Con nuevos recursos que le darán una personalidad única, el Just Cause 2 es una inyección de adrenalina que habrá que tener en cuenta seriamente para el año próximo. Con un repertorio de misiones interesantes y un terreno enorme que podremos explorar con total libertad, por agua, tierra o cielo, Rico Rodríguez llega para quedarse.
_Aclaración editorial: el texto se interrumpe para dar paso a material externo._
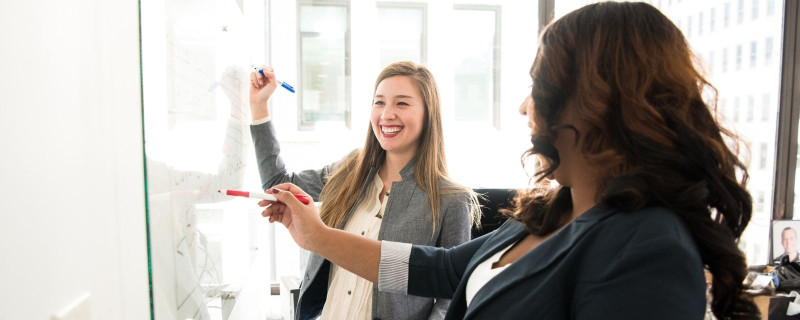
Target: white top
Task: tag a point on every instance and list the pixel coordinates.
(483, 273)
(350, 296)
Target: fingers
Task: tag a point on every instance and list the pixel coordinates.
(254, 80)
(290, 187)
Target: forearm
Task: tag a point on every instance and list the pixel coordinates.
(258, 110)
(354, 253)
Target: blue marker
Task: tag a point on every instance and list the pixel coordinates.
(283, 84)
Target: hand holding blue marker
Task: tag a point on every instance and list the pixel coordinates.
(283, 84)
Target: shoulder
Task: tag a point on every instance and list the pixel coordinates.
(654, 228)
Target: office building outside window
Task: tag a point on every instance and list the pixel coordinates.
(324, 55)
(740, 12)
(476, 56)
(733, 84)
(739, 57)
(768, 51)
(727, 14)
(712, 18)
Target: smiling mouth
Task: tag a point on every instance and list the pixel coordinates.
(390, 131)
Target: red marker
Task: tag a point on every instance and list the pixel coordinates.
(260, 195)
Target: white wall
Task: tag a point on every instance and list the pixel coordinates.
(72, 208)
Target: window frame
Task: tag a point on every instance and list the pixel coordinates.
(497, 9)
(423, 6)
(308, 126)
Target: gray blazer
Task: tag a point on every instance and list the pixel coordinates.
(407, 218)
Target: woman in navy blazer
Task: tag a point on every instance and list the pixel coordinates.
(647, 196)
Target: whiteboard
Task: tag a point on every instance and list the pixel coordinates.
(195, 55)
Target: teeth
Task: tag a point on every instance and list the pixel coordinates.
(390, 129)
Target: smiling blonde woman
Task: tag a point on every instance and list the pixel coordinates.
(395, 188)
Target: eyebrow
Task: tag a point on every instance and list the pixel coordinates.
(396, 97)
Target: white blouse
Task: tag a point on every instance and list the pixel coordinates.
(350, 296)
(483, 273)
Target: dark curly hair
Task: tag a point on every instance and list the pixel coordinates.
(628, 74)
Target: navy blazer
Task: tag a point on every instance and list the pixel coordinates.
(605, 264)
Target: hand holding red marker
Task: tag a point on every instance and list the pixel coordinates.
(260, 195)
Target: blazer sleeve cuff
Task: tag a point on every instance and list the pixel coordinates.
(261, 121)
(393, 269)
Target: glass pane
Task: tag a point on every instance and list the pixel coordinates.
(401, 34)
(323, 43)
(739, 82)
(194, 80)
(474, 54)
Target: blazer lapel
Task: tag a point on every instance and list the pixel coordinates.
(538, 259)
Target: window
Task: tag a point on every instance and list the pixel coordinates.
(734, 86)
(755, 9)
(725, 60)
(768, 51)
(402, 33)
(711, 62)
(726, 20)
(700, 24)
(324, 54)
(712, 18)
(689, 27)
(476, 54)
(740, 13)
(739, 57)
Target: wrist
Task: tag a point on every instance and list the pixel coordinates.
(322, 236)
(258, 110)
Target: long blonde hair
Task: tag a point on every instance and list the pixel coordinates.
(344, 185)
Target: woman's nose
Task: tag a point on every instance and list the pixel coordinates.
(388, 113)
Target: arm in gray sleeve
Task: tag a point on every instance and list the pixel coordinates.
(426, 271)
(455, 230)
(272, 169)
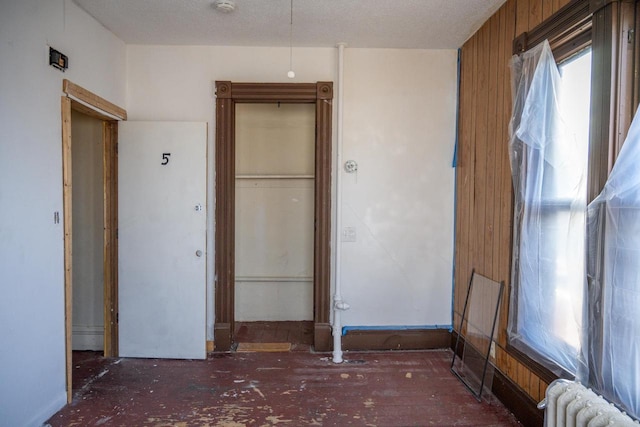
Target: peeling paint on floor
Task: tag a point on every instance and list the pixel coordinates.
(287, 389)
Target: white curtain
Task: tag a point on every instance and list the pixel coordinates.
(545, 316)
(613, 336)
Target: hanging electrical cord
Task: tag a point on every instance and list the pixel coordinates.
(291, 74)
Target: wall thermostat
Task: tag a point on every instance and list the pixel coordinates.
(350, 166)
Cuando un recurso hace a un juego
En mi intensa pero corta carrera como videojugador, no fueron pocos los juegos que se hicieron fama en base a un simple recurso que le sostiene todo el título. Para ser más claros les propongo pensar en estas preguntas: ¿qué sería del Max Payne sin el Bullet Time? ¿Qué sería el Wanted sin la posibilidad de cambiar la trayectoria de nuestros disparos? Serían juegos cualunques y olvidables.
Con esto no me estoy refiriendo a sus historias. El drama policial que esconde el Max Payne es terrible, muy pochoclero realmente. Se podrían ocupar muchas horas de serie y varias películas de Hollywood, pero aquel recurso (rasguñado de Matrix, todos los sabemos) fue fundamental para la vigencia de un título que nos regaló una experiencia nunca antes vivida: esa especie de detención del tiempo, en el cual lo imposible era realizable, pudiendo esquivar balas y dando balazos certeros mientras parecíamos flotar en el aire.
Del mismo modo una película que tenga a Angelina Jolie semidesnuda tiene la obligación de ser exitosa. Incluso me parece simpática la existencia de una suerte de cofradía de asesinos, y la típica historia del antihéroe americano que termina siendo el más capo de todos. Pero todos tenemos bien clarito que la baba se nos caía más por la comba que le daban los tipos a sus disparos, por la parábola de sus trayectos hasta las frentes de sus enemigos, que por esos escasos segundos de espalda desnuda de Angelina (ok, ahí también se me cayó un poco de baba, lo admito).


Just Cause 2 es la segunda parte de un juegazo que supo ver ese detalle que podría generar la verdadera diferencia, que lograría dejar este título en el paseo de la fama de los videojuegos. Avalanche Studios nos propone volvernos a encontrar con el gran Rico Rodríguez, el feroz agente de la CIA, quien ve interrumpida sus vacaciones en Sudamérica por un llamado de su compañera Maria Kane quien lo envía a una serie de islas malayas a solucionar un “problemita” que involucra a su tutor y encargado Tom Sheldon. En resumidas cuentas el hombre parece haberse pasado al otro lado (se volvió su enemigo, ¿en qué estaban pensando?).